それから幸運にも半年後に札幌にいる病理医と巡り会い、プレパラートを郵送して教えてもらえることになり、なんとか日常検査をこなせるようにはなったが、いろいろ不安は尽きなかった。頻繁に札幌へ勉強しに行きたかったが、JRで片道6時間かかり一泊二日の旅になるため、仕事をそうは休めず札幌行きは2・3ヶ月に一度だけだった。
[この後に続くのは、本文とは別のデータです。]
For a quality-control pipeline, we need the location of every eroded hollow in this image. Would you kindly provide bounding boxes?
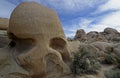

それから細胞検査士の資格を取るために試験を受けることになるが、そののために短期間の間に東京へ2度も行くことは、いろいろ費用の面も含め大変だった。その時のエピソードとしては、運が悪かったのかもしれないが、千歳空港へ行く途中に大雪で電車が止まり、一緒に行った後輩と他の乗客の一人と慌ててタクシーに飛び乗ったことがあった。
その後、何とか細胞検査士の資格を取り、学会などに参加する事になるが、全国学会や地方学会、また研修会へ参加するにも何かと費用がかかった。それに、相変わらず日常検査ではプレパラートを郵送していたため、結果報告に時間がかかり、緊急にも十分に対応しきれないし、同じ細胞を同時に見ながら討論できないなど、多くの不満を持ちながら業務していた。
そんなときはいつも思っていた。
都会の細胞検査士は、指導医にいつでも教えてもらえるし、学会にも簡単に参加できるしうらやましい、 と。
それが4年くらい前に遠隔細胞診(telecytology)を導入する事になり、状況が変化してきた。
初めはデジタルカメラやパソコンなどのいろいろと操作が増え大変だったが慣れてしまえば苦にならなくなった。何より今までの不満がほとんど解消されたし、多くの細胞検査士の方とも意見交換ができるなど、快適であった。
it技術の発達は、何ともすばらしいことであり大歓迎である。そして近い将来は学会などもインターネット上で行われるようになるかもしれない。そうなると、情報はいつでも入手できる様になるし、手軽に参加もできるし、しかも費用がかからなくなるなど、良いことずくめになるのかもしれない。
だが、ちょっと待てよ、と考えることがある。
それでは、この僻地から出かける機会が減ってしまうではないか。
いろいろな人と、直に顔を合わせた交流が出来なくなるのではないか。
いろいろな地域の文化に接する機会が減るのではないか。
it技術の発達は、仕事的にはいろいろと快適にさせてくれた。しかし、人間的には、ふれ合いのない寂しい思いをさせてくれるものなのかもしれない。
こんな余計な心配もしなければならないなんて、僻地で細胞診検査を行うことは、たとえit技術が発達しても、ある部分では大変かもしれない。